Jesuit in Dallas and Strake Jesuit in Houston are the only private schools in Texas that compete in the University Interscholastic League (UIL), the athletic and extracurricular governing body for the state's public and charter schools. Jesuit currently competes in District 9-6A, the state's largest classification.

Jesuit teams have won 113 team state championships dating back to 1954. Most of the titles were won as members of the Texas Christian Interscholastic League (TCIL), a precursor to the Texas Association of Private and Parochial Schools (TAPPS) of which Jesuit was a member until 2000.

In 2010, the Jesuit Dallas soccer team, which finished the year 25-0-0 and was ranked No. 1 in the nation according to ESPN FAB 50 and the NSCAA, became the first private school team in the history of the state to capture a UIL championship. The historic 2010 team was declared "National Champions" by ESPN FAB 50 after winning 17 of its 25 games against teams ranked Top 50 in the nation according to the FAB 50 poll. Additionally, the team scored 67 goals, conceded 7, and boasted a roster consisting of 10 players that went on to play college soccer (with 8 of them playing NCAA Division 1). Dallas Jesuit won their second soccer state title in 2016–17.

The School also competes in sports outside of the UIL's jurisdiction.
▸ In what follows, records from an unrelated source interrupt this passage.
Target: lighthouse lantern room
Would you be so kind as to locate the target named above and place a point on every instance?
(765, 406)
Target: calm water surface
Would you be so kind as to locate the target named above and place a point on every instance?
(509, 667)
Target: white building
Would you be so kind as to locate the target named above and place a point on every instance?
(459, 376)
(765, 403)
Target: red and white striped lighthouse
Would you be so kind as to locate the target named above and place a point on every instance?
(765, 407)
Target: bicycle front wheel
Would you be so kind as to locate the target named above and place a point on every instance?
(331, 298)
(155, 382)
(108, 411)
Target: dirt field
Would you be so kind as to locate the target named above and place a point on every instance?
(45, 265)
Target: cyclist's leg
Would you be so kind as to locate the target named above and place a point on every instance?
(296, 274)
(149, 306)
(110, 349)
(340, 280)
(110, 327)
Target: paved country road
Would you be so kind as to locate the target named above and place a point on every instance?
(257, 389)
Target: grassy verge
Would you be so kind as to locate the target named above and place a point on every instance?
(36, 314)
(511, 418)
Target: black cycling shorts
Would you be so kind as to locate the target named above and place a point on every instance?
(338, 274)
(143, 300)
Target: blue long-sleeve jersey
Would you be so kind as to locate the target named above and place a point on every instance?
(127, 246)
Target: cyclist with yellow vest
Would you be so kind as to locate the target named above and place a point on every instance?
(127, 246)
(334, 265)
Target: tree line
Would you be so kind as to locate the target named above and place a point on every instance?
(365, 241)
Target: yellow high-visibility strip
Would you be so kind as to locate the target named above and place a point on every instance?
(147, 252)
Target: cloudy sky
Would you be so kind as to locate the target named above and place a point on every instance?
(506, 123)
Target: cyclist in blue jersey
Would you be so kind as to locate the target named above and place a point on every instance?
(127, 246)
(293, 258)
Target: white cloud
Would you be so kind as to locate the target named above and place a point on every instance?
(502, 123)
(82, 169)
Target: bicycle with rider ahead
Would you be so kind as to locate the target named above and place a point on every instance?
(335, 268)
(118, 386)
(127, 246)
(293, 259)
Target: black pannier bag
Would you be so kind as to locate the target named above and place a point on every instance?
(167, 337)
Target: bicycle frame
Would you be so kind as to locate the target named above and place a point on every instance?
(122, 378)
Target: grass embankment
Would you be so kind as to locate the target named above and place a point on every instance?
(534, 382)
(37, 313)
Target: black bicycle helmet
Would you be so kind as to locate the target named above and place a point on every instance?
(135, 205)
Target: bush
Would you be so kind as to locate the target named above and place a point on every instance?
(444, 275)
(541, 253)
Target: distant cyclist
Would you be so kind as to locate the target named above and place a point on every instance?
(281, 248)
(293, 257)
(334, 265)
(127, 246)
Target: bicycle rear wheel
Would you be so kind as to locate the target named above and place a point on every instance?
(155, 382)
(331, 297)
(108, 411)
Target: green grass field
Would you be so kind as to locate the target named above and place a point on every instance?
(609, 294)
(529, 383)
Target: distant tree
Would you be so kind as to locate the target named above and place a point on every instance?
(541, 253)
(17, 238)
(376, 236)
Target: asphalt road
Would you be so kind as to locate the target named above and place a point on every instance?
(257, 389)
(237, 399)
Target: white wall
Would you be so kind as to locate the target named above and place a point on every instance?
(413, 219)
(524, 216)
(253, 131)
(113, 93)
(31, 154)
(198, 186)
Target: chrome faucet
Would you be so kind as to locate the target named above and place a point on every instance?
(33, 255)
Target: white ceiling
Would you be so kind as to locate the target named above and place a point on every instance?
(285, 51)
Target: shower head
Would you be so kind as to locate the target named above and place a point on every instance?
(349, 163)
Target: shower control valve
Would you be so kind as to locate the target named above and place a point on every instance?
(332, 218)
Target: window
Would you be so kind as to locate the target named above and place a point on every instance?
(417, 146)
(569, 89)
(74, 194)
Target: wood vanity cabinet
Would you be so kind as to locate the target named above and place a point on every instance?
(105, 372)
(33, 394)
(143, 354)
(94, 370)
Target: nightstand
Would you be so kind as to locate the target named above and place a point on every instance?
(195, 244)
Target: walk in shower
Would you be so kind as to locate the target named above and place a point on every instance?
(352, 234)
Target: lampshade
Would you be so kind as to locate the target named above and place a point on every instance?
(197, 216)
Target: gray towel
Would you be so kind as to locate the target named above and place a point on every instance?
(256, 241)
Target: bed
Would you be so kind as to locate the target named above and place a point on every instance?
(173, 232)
Ice hockey has won six state titles (1998, 2008, 2013, 2015, 2019, 2020, 2021, 2022, 2023, 2024) rugby has captured six Texas Rugby Union State Championship (2001, 2010, 2015, 2021, 2023, 2024), and cycling won the Texas High School Cycling League State Road Championships in 2015. Following its third state crown in 2013, Jesuit hockey became the first program in the state of Texas to be invited to the USA Hockey High School National Championships. Since 1996, Jesuit's Lacrosse team has advanced to the state Division I semi-finals 13 times, reached the state championship six times and won titles in 2016, 2017 and 2021.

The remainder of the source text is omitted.